In speaking of the corruption of human nature, the author does not refer to a corruption of the substance or essence of the soul. The word "nature" is used here in the sense of inherent character, disposition, natural instincts, desires, and appetites. The fall corrupted human nature in the sense of introducing moral and religious disorder. Or, to use the words of Strong, we may say that the fall resulted in "the depraving of all those powers which, in their united action with reference to moral and religious truth, we call man's moral and religious nature; or, in other words, the blinding of his intellect, the corruption of his affections, and the enslavement of his will" (Systematic Theology), p. 307).

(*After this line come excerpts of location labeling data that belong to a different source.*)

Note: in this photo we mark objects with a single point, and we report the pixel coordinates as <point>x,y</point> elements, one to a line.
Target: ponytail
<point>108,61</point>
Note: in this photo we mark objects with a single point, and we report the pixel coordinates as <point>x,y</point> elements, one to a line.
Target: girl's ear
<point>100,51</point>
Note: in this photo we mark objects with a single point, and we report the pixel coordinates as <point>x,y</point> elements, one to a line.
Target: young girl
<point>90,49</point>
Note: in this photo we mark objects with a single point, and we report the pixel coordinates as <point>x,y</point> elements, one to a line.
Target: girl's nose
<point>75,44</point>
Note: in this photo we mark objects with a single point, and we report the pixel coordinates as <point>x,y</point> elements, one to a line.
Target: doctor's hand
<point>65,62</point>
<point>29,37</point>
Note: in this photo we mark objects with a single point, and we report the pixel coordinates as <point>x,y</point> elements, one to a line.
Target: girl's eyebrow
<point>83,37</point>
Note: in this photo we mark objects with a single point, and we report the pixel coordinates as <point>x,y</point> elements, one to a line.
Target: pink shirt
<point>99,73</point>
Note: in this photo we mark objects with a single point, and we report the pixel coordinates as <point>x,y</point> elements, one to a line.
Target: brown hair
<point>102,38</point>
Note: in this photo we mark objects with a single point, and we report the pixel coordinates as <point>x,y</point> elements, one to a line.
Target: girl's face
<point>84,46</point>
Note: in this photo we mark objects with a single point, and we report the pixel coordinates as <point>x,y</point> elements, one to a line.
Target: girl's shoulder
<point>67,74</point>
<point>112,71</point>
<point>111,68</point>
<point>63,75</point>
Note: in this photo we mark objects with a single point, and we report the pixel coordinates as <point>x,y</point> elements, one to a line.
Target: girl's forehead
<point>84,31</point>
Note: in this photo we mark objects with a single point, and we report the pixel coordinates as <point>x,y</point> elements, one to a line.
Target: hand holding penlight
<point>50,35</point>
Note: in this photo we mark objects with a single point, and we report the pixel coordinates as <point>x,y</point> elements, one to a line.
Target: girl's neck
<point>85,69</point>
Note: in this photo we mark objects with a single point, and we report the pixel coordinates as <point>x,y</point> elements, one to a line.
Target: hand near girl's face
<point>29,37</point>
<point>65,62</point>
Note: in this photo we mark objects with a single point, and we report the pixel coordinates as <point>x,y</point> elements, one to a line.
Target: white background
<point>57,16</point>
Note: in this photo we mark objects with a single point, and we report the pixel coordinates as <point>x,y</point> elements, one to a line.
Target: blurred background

The Genesis account makes no vital difference between Adam and Eve in the fall. But a distinction is clearly brought out in 1 Tim. 2:14. Here it is said that Eve was deceived, but that Adam was not. This means that Eve entered into the transgression because she was made to think that God's warning was not true, and that she would not die as a penalty for partaking of the forbidden fruit. But with Adam it was different. He did not doubt God's Word. He sinned because he preferred to be cast out of Eden with his wife, rather than remain in Eden without his wife. Oftentimes it is thought that the above facts attach greater guilt to the sin of the woman than to the sin of the man. But just the reverse is true. Adam sinned through the willful and conscious choice of the fellowship of his wife, rather than the fellowship of God. No such thing was true of Eve's sin.




It was not that God was compelled to permit it. He is a sovereign and does everything freely. And it was not because of any lack of power. Although God made man mutable, which was necessary, as we have shown, yet He could have preserved man from sin without the violation of man's will or any principle. We can give but one answer to the above question. It is that God permitted the fall in order to provide the way for the glorification of His Son in redemption.




Perhaps the carnal reason will never be satisfied with any explanation of the fall in relation to the holiness of God. How could a holy God permit sin when He had the full power to prevent it? That He had this power cannot be doubted. And while the carnal reason may never be satisfied, yet faith in the Word of God satisfies the new mind that the permission of sin by God is perfectly consistent with His holiness. If we had the power to prevent sin and did not do it, we should be guilty of evil. But God is different from us. We are dependent, and, therefore; responsible. He is independent, and therefore, responsible to no one. When we know as we are known, then we shall be able to understand fully how the permission of sin is perfectly compatible with the perfect holiness of God.